From the evidence presented in this study, we can be confident that at least in a mouse model, gut bacteria can have a profound effect on PD severity and progression. However, more evidence and replication studies are necessary before we can truly confirm the role of gut bacteria in PD. In the event that this is proven to be true, the way we treat Parkinson’s disease may change completely. Also, if we can identify the strains of bacteria that seem to cause the disease, we may be able to screen patients earlier before they develop irreversible brain damage.

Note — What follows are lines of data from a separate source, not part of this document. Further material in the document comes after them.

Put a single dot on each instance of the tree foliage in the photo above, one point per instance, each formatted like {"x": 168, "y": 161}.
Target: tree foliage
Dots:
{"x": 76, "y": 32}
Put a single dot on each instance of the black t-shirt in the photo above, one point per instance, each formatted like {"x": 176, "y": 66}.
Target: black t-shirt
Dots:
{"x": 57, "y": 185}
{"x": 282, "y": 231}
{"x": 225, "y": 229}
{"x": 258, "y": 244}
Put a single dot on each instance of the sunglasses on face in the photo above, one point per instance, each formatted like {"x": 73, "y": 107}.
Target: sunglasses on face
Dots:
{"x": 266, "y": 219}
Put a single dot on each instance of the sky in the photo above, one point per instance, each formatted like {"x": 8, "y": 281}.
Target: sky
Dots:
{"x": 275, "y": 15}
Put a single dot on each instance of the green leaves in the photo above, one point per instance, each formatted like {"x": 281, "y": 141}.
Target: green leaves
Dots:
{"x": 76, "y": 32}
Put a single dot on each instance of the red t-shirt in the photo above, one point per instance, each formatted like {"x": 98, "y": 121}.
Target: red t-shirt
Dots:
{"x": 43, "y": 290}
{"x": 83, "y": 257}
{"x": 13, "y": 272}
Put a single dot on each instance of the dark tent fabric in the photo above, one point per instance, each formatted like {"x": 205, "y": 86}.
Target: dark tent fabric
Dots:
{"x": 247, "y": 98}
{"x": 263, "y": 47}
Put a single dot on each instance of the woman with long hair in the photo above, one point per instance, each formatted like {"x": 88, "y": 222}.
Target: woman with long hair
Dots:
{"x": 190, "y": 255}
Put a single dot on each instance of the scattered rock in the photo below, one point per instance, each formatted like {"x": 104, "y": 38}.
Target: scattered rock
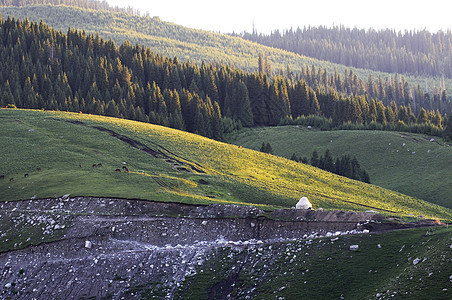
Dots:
{"x": 88, "y": 244}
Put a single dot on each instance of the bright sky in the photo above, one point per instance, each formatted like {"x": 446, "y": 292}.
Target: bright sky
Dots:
{"x": 239, "y": 15}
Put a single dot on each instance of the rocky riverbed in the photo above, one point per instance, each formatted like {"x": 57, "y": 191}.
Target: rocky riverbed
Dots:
{"x": 78, "y": 247}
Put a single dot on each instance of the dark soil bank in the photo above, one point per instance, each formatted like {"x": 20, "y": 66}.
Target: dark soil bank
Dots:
{"x": 71, "y": 248}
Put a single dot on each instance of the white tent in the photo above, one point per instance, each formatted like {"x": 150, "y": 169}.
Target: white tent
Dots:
{"x": 303, "y": 204}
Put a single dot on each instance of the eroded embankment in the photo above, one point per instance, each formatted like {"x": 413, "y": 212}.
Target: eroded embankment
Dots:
{"x": 98, "y": 247}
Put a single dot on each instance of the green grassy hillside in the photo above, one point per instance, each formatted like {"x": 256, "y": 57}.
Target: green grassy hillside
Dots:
{"x": 169, "y": 39}
{"x": 407, "y": 264}
{"x": 57, "y": 150}
{"x": 404, "y": 162}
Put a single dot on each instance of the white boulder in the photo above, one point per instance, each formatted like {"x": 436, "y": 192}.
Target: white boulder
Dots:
{"x": 303, "y": 204}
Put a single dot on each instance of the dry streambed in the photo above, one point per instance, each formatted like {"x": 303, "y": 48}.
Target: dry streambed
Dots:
{"x": 75, "y": 247}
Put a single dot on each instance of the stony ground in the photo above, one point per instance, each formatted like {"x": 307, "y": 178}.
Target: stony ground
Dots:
{"x": 75, "y": 248}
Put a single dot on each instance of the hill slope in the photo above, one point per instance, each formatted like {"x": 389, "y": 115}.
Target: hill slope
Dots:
{"x": 57, "y": 150}
{"x": 169, "y": 39}
{"x": 408, "y": 163}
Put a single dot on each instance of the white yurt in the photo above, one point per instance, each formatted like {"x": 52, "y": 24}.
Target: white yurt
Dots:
{"x": 303, "y": 204}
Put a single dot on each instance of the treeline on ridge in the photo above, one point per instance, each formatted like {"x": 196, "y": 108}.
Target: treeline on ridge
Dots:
{"x": 411, "y": 52}
{"x": 88, "y": 4}
{"x": 43, "y": 68}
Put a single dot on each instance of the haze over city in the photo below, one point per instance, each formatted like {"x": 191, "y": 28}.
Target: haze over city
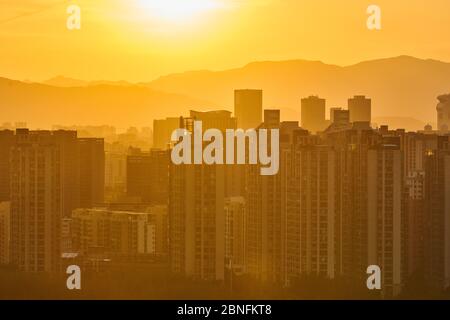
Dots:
{"x": 224, "y": 149}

There is a lot we still don’t understand about Parkinson’s disease. However, with PD being the second most prevalent neurodegenerative disease, the possibility of a cure has the power to transform the lives of those affected forever. Current therapeutic approaches work to curb the motor symptoms, but they do not stop the brain damage or address the non-motor symptoms. Although provocative, the assertion that we have been approaching PD wrong this entire time seems to be more convincing than not. However, it is important to keep in mind that animal studies don’t always translate to humans.
Sometimes, even the simplest of experiments can completely transform our understanding of physiology and disease. These discoveries provide hope for many that a cure may soon be on the horizon for various “incurable” diseases. In the scientific community, however, these pivotal discoveries foster in us a sense of humility that allows us to open our minds to the transformative possibility of being wrong.